What If Markets Declare Victory?

There has always been a risk that President Donald Trump would declare victory in the Middle East conflict prematurely. That's what he does; it seems to have worked for him in the fracas over Greenland, and he usually gets away with it. 

In the latest blindside from the White House, released before Wall Street opened on Monday, attacks on Iranian energy sites have been put back by five days because of "very good and productive conversations regarding a complete and total resolution of our hostilities in the Middle East." Here is that Truth in full:

This followed Truth Social posts on Friday and Saturday nights, US time, which first declared that military operations would be wound down (even if the Strait of Hormuz stayed closed), and then made a 48-hour ultimatum it would launch an attack on Iranian energy facilities. The combined effect of those three utterances — followed by Iran's denials of any talks — sparked a massive rally at Monday's open, which fizzled to leave the Nasdaq 100 more or less exactly where it had started Friday morning:

After such wildly inconsistent pronouncements, it's tempting to ignore the president, but that would be unwise. As Tina Fordham of Fordham Global Foresight puts it, relief is "clearly justified:"
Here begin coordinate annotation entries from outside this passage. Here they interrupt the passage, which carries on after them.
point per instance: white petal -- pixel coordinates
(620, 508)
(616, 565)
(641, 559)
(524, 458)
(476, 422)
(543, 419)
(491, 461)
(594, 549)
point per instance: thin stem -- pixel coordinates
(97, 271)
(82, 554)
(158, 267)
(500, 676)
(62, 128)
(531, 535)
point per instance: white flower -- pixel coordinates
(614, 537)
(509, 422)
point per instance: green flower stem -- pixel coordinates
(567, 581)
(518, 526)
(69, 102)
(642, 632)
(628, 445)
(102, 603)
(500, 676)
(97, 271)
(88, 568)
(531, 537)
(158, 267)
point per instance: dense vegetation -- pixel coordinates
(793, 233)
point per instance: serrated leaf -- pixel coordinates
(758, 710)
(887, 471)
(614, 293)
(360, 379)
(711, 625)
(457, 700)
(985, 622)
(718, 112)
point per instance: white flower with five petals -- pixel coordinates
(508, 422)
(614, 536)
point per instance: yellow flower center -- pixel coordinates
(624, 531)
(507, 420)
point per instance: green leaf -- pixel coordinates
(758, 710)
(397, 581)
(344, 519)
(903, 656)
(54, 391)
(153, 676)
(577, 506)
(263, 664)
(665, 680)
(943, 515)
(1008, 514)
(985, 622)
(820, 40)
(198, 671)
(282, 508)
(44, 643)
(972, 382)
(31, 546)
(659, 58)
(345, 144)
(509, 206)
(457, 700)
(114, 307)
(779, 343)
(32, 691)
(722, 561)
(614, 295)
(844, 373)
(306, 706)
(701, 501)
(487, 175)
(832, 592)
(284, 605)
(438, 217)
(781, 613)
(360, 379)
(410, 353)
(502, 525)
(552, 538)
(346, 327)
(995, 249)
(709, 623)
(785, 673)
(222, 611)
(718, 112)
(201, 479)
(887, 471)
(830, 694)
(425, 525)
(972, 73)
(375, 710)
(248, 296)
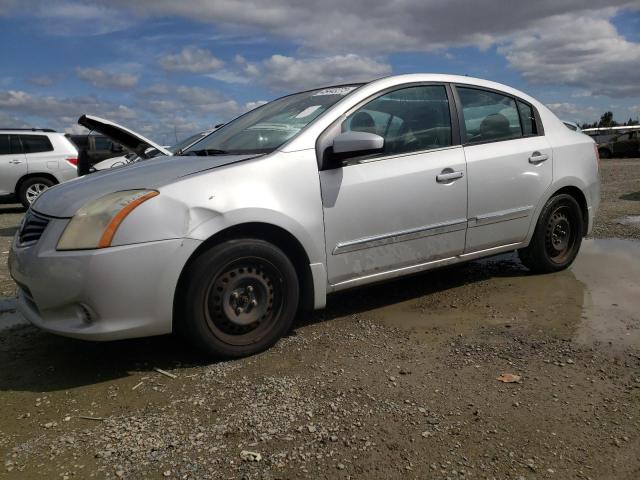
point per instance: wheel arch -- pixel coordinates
(274, 234)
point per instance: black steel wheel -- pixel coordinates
(557, 237)
(241, 297)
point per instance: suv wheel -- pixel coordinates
(557, 237)
(31, 189)
(241, 297)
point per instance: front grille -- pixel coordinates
(32, 228)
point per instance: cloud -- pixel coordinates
(192, 60)
(577, 37)
(71, 18)
(42, 80)
(104, 79)
(288, 73)
(574, 112)
(358, 25)
(55, 109)
(285, 73)
(591, 55)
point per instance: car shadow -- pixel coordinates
(33, 360)
(11, 208)
(8, 231)
(634, 197)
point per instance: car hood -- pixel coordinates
(64, 200)
(127, 138)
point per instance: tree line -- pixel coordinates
(606, 120)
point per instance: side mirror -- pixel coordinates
(352, 142)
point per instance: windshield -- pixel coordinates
(267, 127)
(186, 142)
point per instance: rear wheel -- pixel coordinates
(31, 189)
(604, 153)
(557, 237)
(241, 297)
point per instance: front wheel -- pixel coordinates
(557, 237)
(240, 298)
(31, 189)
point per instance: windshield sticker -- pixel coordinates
(307, 111)
(334, 91)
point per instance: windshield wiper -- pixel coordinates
(207, 152)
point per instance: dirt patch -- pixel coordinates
(398, 380)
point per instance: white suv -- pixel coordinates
(32, 160)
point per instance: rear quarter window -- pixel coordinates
(81, 141)
(5, 148)
(36, 143)
(489, 116)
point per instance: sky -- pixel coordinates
(169, 68)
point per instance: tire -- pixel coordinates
(240, 297)
(31, 188)
(604, 153)
(557, 237)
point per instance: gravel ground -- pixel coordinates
(392, 381)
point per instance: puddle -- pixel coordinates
(596, 300)
(629, 221)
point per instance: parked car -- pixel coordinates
(98, 147)
(572, 126)
(32, 160)
(623, 145)
(152, 150)
(312, 193)
(137, 145)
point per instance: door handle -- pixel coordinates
(448, 175)
(537, 157)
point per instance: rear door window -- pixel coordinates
(36, 143)
(528, 120)
(489, 116)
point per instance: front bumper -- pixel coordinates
(104, 294)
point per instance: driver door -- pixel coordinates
(405, 206)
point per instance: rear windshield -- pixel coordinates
(268, 127)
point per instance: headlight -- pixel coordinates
(96, 223)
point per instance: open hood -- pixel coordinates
(130, 140)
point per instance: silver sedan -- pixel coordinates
(310, 194)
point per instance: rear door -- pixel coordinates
(13, 163)
(395, 209)
(40, 153)
(509, 165)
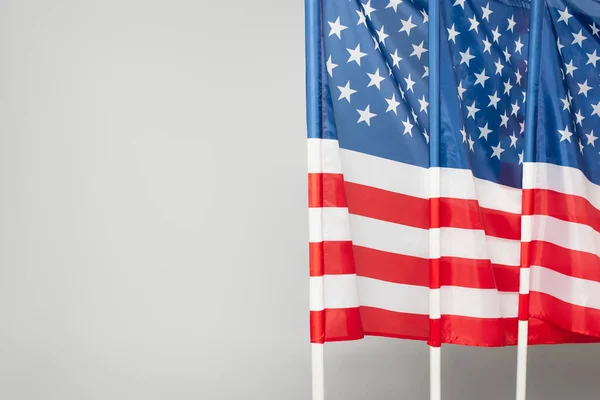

The threatened attacks on energy infrastructure would have had potentially catastrophic consequences on the future outlook for regional oil production (a threat to all parties), while strikes on power plants risk Iran becoming a failed state of 92 million desperate, thirsty people.

It's also now clear that the president wants to end the war and avoid major escalation. To quote Marko Papic of BCA Research: "The reality is that he's reached his constraints and he's becoming aware of them. That's a positive, and the market is reacting appropriately."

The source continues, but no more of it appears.